Four laboratories have been modernised – three optical laboratories and one under the Department of Experimental Physics. The laboratories have a dedicated ventilation system, air conditioning, cooling, and distribution of technical gases. “After reconstruction, the three optical laboratories have excellent parameters regarding microclimate and indoor cleanliness that are comparable to the world’s leading scientific workplaces. It provides us with brand new ideal conditions for the realisation of the most demanding experiments, for example in quantum optics, optical quantum technologies, quantum interaction between radiation and matter, or Raman spectroscopy, all of which require extreme stability and purity of the environment,” said Fiurášek. After reconstruction and modernisation, the Laboratory of Applied Physics enables students and researchers to significantly expand research in experiments focussing on applied physics, nanotechnology, Mössbauer spectroscopy or material characterisation.
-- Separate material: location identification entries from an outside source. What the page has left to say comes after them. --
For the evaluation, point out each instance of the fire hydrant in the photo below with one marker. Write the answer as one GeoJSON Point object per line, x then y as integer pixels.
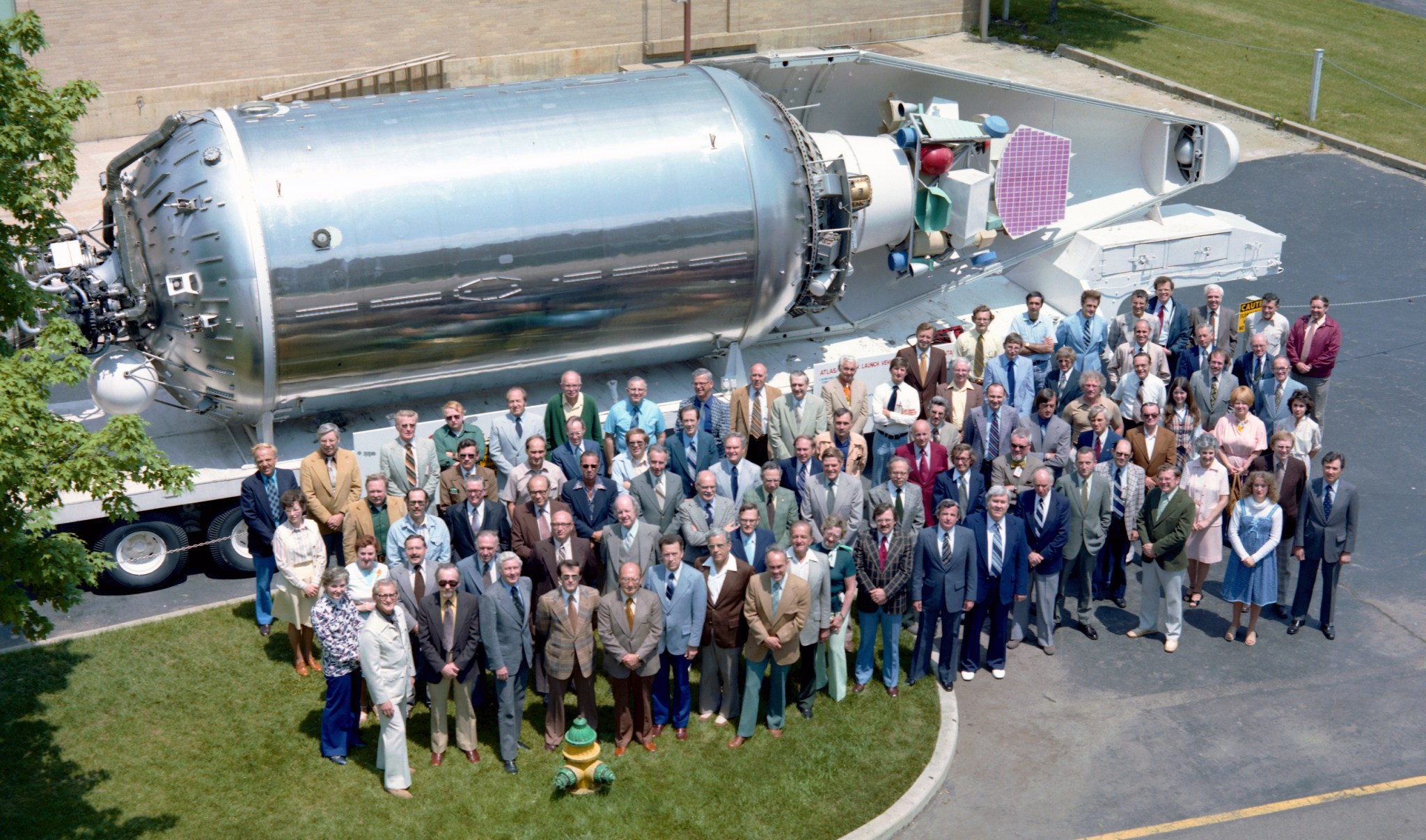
{"type": "Point", "coordinates": [583, 769]}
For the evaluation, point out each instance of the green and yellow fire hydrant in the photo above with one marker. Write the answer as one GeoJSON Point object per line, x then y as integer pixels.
{"type": "Point", "coordinates": [583, 769]}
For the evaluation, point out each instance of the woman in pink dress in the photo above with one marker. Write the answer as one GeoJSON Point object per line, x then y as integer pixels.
{"type": "Point", "coordinates": [1205, 481]}
{"type": "Point", "coordinates": [1241, 438]}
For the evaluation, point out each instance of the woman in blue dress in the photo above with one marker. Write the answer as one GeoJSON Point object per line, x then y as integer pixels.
{"type": "Point", "coordinates": [1254, 531]}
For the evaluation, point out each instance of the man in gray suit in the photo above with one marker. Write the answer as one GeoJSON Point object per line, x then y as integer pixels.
{"type": "Point", "coordinates": [703, 514]}
{"type": "Point", "coordinates": [409, 462]}
{"type": "Point", "coordinates": [628, 539]}
{"type": "Point", "coordinates": [390, 671]}
{"type": "Point", "coordinates": [1090, 512]}
{"type": "Point", "coordinates": [1272, 394]}
{"type": "Point", "coordinates": [904, 498]}
{"type": "Point", "coordinates": [1049, 432]}
{"type": "Point", "coordinates": [658, 493]}
{"type": "Point", "coordinates": [776, 505]}
{"type": "Point", "coordinates": [813, 568]}
{"type": "Point", "coordinates": [1326, 538]}
{"type": "Point", "coordinates": [796, 414]}
{"type": "Point", "coordinates": [631, 626]}
{"type": "Point", "coordinates": [508, 436]}
{"type": "Point", "coordinates": [833, 493]}
{"type": "Point", "coordinates": [1212, 387]}
{"type": "Point", "coordinates": [510, 649]}
{"type": "Point", "coordinates": [685, 599]}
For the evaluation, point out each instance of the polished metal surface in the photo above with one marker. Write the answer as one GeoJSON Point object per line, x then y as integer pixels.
{"type": "Point", "coordinates": [397, 247]}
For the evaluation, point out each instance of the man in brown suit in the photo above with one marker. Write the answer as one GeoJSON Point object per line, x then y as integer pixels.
{"type": "Point", "coordinates": [331, 481]}
{"type": "Point", "coordinates": [532, 519]}
{"type": "Point", "coordinates": [776, 608]}
{"type": "Point", "coordinates": [1163, 451]}
{"type": "Point", "coordinates": [752, 411]}
{"type": "Point", "coordinates": [926, 365]}
{"type": "Point", "coordinates": [1292, 477]}
{"type": "Point", "coordinates": [565, 621]}
{"type": "Point", "coordinates": [631, 625]}
{"type": "Point", "coordinates": [453, 478]}
{"type": "Point", "coordinates": [846, 391]}
{"type": "Point", "coordinates": [364, 515]}
{"type": "Point", "coordinates": [725, 631]}
{"type": "Point", "coordinates": [544, 572]}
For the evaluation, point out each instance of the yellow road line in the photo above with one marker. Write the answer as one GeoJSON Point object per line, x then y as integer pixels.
{"type": "Point", "coordinates": [1262, 809]}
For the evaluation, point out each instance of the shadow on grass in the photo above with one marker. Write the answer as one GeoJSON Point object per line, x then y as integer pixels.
{"type": "Point", "coordinates": [1077, 24]}
{"type": "Point", "coordinates": [46, 792]}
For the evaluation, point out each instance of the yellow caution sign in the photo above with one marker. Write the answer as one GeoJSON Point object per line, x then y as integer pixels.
{"type": "Point", "coordinates": [1253, 304]}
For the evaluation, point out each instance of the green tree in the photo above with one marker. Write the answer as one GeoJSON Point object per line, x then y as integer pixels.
{"type": "Point", "coordinates": [42, 454]}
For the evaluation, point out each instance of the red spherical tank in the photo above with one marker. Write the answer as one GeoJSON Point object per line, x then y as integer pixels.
{"type": "Point", "coordinates": [936, 160]}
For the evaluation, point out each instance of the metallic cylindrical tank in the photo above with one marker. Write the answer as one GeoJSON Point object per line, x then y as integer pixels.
{"type": "Point", "coordinates": [340, 253]}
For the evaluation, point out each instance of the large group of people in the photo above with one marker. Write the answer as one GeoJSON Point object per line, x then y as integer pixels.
{"type": "Point", "coordinates": [985, 486]}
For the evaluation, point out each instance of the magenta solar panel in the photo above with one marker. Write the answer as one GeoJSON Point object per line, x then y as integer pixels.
{"type": "Point", "coordinates": [1033, 180]}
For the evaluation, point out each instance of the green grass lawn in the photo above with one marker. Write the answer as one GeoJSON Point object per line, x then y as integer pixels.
{"type": "Point", "coordinates": [1384, 46]}
{"type": "Point", "coordinates": [197, 728]}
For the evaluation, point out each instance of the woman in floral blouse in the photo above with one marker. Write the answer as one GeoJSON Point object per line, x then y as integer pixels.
{"type": "Point", "coordinates": [337, 624]}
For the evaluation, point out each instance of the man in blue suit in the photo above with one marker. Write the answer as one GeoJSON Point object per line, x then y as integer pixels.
{"type": "Point", "coordinates": [1196, 358]}
{"type": "Point", "coordinates": [1001, 578]}
{"type": "Point", "coordinates": [962, 484]}
{"type": "Point", "coordinates": [590, 498]}
{"type": "Point", "coordinates": [941, 578]}
{"type": "Point", "coordinates": [691, 450]}
{"type": "Point", "coordinates": [751, 542]}
{"type": "Point", "coordinates": [1016, 372]}
{"type": "Point", "coordinates": [800, 468]}
{"type": "Point", "coordinates": [1087, 334]}
{"type": "Point", "coordinates": [1098, 437]}
{"type": "Point", "coordinates": [1170, 320]}
{"type": "Point", "coordinates": [261, 511]}
{"type": "Point", "coordinates": [685, 598]}
{"type": "Point", "coordinates": [1046, 514]}
{"type": "Point", "coordinates": [1271, 395]}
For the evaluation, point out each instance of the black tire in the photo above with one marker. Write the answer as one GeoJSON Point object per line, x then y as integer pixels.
{"type": "Point", "coordinates": [136, 565]}
{"type": "Point", "coordinates": [231, 554]}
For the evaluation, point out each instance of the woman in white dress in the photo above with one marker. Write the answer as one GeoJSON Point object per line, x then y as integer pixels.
{"type": "Point", "coordinates": [1205, 481]}
{"type": "Point", "coordinates": [1306, 434]}
{"type": "Point", "coordinates": [301, 558]}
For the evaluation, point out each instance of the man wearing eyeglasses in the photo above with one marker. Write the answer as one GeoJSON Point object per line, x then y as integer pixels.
{"type": "Point", "coordinates": [409, 462]}
{"type": "Point", "coordinates": [565, 618]}
{"type": "Point", "coordinates": [450, 632]}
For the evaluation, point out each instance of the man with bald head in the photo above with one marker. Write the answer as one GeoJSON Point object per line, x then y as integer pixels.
{"type": "Point", "coordinates": [631, 626]}
{"type": "Point", "coordinates": [752, 413]}
{"type": "Point", "coordinates": [628, 539]}
{"type": "Point", "coordinates": [705, 514]}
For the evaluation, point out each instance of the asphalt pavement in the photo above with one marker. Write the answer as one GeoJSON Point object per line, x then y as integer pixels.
{"type": "Point", "coordinates": [1117, 735]}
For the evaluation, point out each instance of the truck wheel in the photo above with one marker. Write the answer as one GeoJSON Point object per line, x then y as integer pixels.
{"type": "Point", "coordinates": [146, 554]}
{"type": "Point", "coordinates": [231, 554]}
For example, high-efficiency superconducting single-photon detectors and powerful titanium-sapphire lasers in both pulsed and continuous regimes have been installed in optical laboratories. In particular, the Department of Experimental Physics acquired a cryomagnetic system for Mössbauer spectroscopy, a device for physisorption and chemisorption, and an X-ray diffractometer. The project also acquired a number of devices for other faculty workplaces. For example, the Department of Physical Chemistry has a new nuclear magnetic resonance spectroscope, several different types of spectrometers, and a differential scanning calorimeter designed to study the composition, properties, and interactions of nanomaterials. The Department of Biochemistry was equipped with an advanced UPLC-MS system for the analysis of low molecular weight substances and peptides, and a hybrid cell-imaging multi-mode reader for characterisation of cell parameters. The Department of Biophysics has installed a specialised microcalorimeter, camera, darkroom and other equipment for the study of photosynthesis and biomolecular interactions.

Thanks to the support from the European Union, the conditions for experimental and scientific education of doctoral students have been created at a level fully comparable with the world’s leading universities. The purchase price of new devices amounted to hundreds of thousands of euros. For example, a powerful pulsed femtosecond titanium-sapphire laser Coherent Mira HP Dual cost €345,000, and a Single Quantum high-efficiency superconducting nanowire single-photon detector system cost €225,000. “These devices will be used, for example, for the preparation of complex quantum states of light, for the realisation of quantum-information schemes combining wave and particle properties of light, and for the development and testing of new quantum protocols for secure long-distance information transfer,” Fiurášek concluded.